Now Ritika’s two children by her short husband were short, ugly, and normal.
“How much are you getting for your place?” Ritika asked. “We have 820 square feet.”
“Ours is 834 square feet. They were going to put common toilets in Tower A, then added that little bit of floor space to the C flat. There are advantages to being in an old building.”
“So that means you’re getting ….” Ritika looked around for pen and paper, before sketching into the air.
“One point sixty-seven crores,” Mrs. Puri said. “And you?”
Ritika withdrew her finger from the air, smiled with dignity, and asked: “Did you see one of those three-bedroom places on the top floor? That’s what we were thinking of buying.”
“We can’t spend more than sixty-five lakhs.” Mrs. Puri mouthed the next sentence: “The rest is for Ramu’s future.
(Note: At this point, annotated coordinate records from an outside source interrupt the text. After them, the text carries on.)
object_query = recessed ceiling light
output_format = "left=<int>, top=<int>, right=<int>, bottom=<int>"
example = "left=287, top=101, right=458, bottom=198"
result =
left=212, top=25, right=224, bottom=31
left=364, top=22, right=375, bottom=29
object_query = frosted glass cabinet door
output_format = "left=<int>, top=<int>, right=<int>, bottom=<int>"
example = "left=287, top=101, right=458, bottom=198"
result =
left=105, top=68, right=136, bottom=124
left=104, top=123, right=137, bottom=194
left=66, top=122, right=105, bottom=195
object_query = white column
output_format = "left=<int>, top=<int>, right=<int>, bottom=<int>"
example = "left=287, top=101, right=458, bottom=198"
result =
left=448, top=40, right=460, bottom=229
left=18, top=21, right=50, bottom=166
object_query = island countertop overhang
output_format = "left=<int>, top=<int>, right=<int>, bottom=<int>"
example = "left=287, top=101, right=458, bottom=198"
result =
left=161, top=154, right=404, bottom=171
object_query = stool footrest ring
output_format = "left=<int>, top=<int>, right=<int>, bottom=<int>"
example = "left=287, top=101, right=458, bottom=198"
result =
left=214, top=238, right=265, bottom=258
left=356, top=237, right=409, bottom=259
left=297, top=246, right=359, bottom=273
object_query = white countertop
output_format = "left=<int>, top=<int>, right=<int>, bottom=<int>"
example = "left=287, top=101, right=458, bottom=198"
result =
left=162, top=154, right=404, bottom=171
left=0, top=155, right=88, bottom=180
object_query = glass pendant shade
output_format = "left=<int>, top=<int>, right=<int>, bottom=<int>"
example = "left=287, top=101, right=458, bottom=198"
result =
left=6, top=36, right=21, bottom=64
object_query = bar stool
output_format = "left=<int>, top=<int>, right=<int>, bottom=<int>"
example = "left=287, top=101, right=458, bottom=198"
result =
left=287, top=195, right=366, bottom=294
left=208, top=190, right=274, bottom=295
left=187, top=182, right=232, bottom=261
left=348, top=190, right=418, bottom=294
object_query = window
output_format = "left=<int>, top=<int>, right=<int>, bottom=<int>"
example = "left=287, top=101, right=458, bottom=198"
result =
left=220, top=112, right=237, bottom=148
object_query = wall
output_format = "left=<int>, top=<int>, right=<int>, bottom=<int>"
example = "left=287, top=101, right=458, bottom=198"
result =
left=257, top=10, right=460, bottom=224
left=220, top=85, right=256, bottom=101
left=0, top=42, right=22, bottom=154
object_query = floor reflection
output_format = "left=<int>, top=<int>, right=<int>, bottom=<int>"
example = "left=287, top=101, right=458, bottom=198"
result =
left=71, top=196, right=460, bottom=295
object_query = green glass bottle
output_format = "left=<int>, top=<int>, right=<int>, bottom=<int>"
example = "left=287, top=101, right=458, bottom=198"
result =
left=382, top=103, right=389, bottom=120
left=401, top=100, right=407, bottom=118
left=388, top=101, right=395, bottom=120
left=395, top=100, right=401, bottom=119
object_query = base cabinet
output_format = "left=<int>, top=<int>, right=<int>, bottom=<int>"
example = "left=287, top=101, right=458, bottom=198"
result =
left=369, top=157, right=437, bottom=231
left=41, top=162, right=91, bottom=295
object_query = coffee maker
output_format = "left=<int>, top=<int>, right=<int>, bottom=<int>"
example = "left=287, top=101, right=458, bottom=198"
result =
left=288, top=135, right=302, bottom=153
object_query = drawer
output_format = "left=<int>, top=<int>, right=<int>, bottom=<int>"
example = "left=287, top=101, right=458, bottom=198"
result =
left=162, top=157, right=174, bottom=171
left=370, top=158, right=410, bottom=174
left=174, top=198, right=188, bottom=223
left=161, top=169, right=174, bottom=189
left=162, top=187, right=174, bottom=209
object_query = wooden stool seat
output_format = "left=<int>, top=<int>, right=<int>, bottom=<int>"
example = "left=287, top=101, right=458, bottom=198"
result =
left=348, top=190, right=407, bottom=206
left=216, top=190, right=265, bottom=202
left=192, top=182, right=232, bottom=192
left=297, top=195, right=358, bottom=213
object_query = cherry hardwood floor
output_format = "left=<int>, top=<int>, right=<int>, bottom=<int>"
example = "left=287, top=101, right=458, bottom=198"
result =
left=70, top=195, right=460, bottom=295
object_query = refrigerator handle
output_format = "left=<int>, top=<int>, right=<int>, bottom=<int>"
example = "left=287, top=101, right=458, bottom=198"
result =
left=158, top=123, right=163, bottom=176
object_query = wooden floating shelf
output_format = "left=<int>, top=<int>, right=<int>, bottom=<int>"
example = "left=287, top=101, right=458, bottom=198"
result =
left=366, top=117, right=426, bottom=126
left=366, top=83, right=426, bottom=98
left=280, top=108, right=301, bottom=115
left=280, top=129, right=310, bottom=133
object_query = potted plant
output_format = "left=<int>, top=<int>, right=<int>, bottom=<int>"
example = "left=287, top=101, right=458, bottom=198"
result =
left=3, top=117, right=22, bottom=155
Only problem is, this gentleman ….” She leaned her head towards her husband. “… wants to leave the city.”
Fighting, like love-making, should be hidden from the child: the eighteen-year rule in the Puri household. But this was open provocation.
“Why would anyone want to live in Mumbai today?” Mr. Puri snapped at his wife. “Let’s go to a civilized place like Pune. Some place where ten thousand beggars don’t come every morning by train. I’m sick of this city, I’m sick of its rat race.”